“The Sea Does Not Need Me”
By Brittany Warman
Originally Published in Something Rich and Strange: Tales from the Sea
“I am a man upon the land,
I am a silkie in the sea,
And when I’m far frae every strand,
My home it is in Sule Skerry.”
~ Child Ballad #113, “The Selkie of Sule Skerry”
The sea is aware of nothing but Herself. I stand alone on the white shore and as the gentle waves of the early morning caress my feet, I feel the water of me respond to Her unintended touch. I have needed the sea all my life without knowing it.
The sea does not need me.
#
When I was old enough, my mother and I would wake in the blackest hour of the early morning to prepare the ships together. She would hold me close as we climbed down the grey cliffs to the angry, shadowed water below our home. Our candles would flicker and go out in the wind and the darkness before dawn quickly became as familiar as the feel of my mother’s hand in mine. My life was measured by yards of rope and the incalculable number of the grains of sand in my hair. The sea was our keep and we avoided the village unless absolutely necessary. We had no friends and no enemies. Even the seals left us alone.
The seals, too comfortable in their strange, always watchful bodies, were the villagers’ only monsters, their only competition. They would say: “The seals eat our fish, have ruined our boats. There are attacks we cannot explain. They take everything – they are evil and magical and old. Never go near the seals without a spear in your hands.” They forced a war with creatures far older than they could ever hope to be. They needed something to hate, something to blame for the perpetual shadows in which they lived, I understand that. The entrance to the town was guarded by the severed heads of seals, furious words carved into the pikes that bore them. The trophies stared with dead eyes at the water to which they would never return.
I don’t remember when I first began to hear the whispers of my mother’s life before me. I know that I had never thought to wonder about my father, never considered why we lived on the outside of the village, and never cared that few spoke to us directly. For me, there was only and always her. My mother, grey and silent as the stones we built our lives on, the quiet hardness in her eyes. We cared for each other and the ships, and that was enough. It was enough for a long time. Eventually, of course, the murmurs of the villagers crept into my heart without my consent and I began to wonder. Words were hushed when I walked by, puzzle pieces hidden. For the first time, I felt a need I could not name.
#
“It was na weel”, the maiden cried,
“It was na weel, indeed” quo she,
“For the Great Silkie of Sule Skerrie,
To hae come and aught a bairn to me!”
#
It is a strange thing not to know your own history. My ignorance ate at me at night, a curiosity curled in my heart, a need to know. It ripped through my dreams, breaking them apart until I gasped aloud and sat up in our bed, a storm singing outside our window. I would feel for my mother’s hand beneath the sheets and touch her to make sure she was real.

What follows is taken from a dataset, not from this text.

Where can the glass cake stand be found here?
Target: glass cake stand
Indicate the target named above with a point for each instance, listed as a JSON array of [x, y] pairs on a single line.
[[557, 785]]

Then, one evening, as we wove black sea-nets and whispered the old prayers, her dark eyes met mine in the light of our single burning candle. I stilled as she searched my face.
“You would not know it to look at you,” she finally said in a soft voice, closing her eyes. I said nothing. When she opened her eyes again, there was a harsh determination in them. “You are right. You are right to wonder and it is time you knew.”

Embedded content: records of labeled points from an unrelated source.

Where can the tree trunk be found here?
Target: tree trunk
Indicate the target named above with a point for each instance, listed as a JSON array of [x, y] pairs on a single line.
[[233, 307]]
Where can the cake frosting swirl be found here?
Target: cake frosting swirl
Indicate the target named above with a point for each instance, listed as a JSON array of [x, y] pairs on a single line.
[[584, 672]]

She pulled her chair closer to my own and her face fell into shadow. I could no longer see her expression and her secret hovered in the air between us, a new prayer, a new understanding. I realized with a kind of horror that she needed me more than I needed her. She laced her fingers through mine and for a moment I could hear the sea.
#
“It shall come to pass on a summer’s day,
When the sun shines hot on every stone,
That I shall take my little young son,
And teach him for to swim the foam.“
#
The sea does not need me.
I step completely into Her and the ancient spell of change is suddenly all around me. I allow myself to feel it, let it course through my veins just for a moment. My skin hums and shivers, the water inside me calling to its family, longing for experiences I can’t even imagine. I know that one day I will not be able to resist the ocean’s siren song, the song of my father, but until that day I will fight to run to the rough hands of my earthly mother.
She has earned at least that much – I am all she needs.